3

"She's dead, they put up her tombstone. She hasn't been dead two years. We're sorry Jesse." Tuck explained gently placing a hand on Jesse's shoulder. "We knew though, a year after she was seventeen, she was married. To a Mr. Jackson. I knew she was smart enough not to drink. I knew she wasn't the kind to knowingly curse herself." Tuck froze suddenly realizing the pain his words must have caused. "Sorry son."

"I have to see for myself." Jesse said. He couldn't believe until he saw the tombstone. She had looked so young, sitting there. So young. He had to see it for himself that she was gone. Until then he could at least pretend she had waited.

"Jesse…" Mae began softly.

"Ma, this somethin' I gotta do." Jesse said fiercely and they knew he meant it because his speech had reverted back to what it had been when they first changed, they'd all adapted their language to the world around them but Jesse always relapsed when he was serious about something.

"Alrigh'."

Jesse stood in front of the home he had found Winnie in, he stared in the window, desperately wishing she was still there, rocking and reading. "Goodbye Winnie Foster." He whispered and headed towards the spring. Why had they chosen to bury her by that anyway? He didn't want to see the spring that had brought about so much pain and heartache.

He stepped in the small fenced off area swallowing; now he was here, he hardly wanted to do it, but he had to. His parents had told him where to find her stone; it was strange that it hadn't been placed in the cemetery by her husband's but in a way Jesse was glad. He had already seen that man's and he didn't want Winnie's body to have lie anywhere near his.

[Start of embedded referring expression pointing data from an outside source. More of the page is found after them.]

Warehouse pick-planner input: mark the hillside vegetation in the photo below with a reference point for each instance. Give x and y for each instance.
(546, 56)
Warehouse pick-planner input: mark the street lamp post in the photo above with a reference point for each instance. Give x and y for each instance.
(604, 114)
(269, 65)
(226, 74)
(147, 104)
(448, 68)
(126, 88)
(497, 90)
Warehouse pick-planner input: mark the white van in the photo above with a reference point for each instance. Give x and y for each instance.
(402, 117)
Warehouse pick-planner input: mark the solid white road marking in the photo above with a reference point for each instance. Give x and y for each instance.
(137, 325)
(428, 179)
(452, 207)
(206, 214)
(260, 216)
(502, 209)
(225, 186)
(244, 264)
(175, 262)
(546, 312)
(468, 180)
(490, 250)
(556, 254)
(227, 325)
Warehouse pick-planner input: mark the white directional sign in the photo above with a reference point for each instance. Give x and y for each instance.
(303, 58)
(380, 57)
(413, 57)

Jesse was picking his way through trees when he realized someone was already at her grave. They had a hood up and were simply staring down at the stone but he couldn't disturb them. He couldn't.

He waited starting slowly to shiver as the person just stood there. Finally he decided if they were being so still all he had to was stand slightly behind them, that way he wouldn't intrude and he could read the stone.

Jesse stood so close he was practically breathing down the girl's neck; at least he figured it was a girl because he could see a single strand of hair that waved almost exactly like Winnie's hanging from the hood and even now men, weren't likely to do feminine things with their hair.

He peered over her shoulder and there it was just like his parents had said.

In Loving Memory

Winifred Foster Jackson

Dear Wife

Dear Mother

1870-1948

"Winnie," He whispered softly, forgetting the girl standing in front of him, "Winnie Foster, why didn't you wait?"

The girl turned slowly and dropped her hood, "But Jesse, I did." She gestured rather helplessly at the tombstone, "I knew this would bring you back. I saw you once. I thought you wanted me, but you disappeared. I'd gone on with Winnie Jackson because I thought you didn't want me, but I knew I had to find out, and sixty years was quite long enough to wait Jesse Tuck."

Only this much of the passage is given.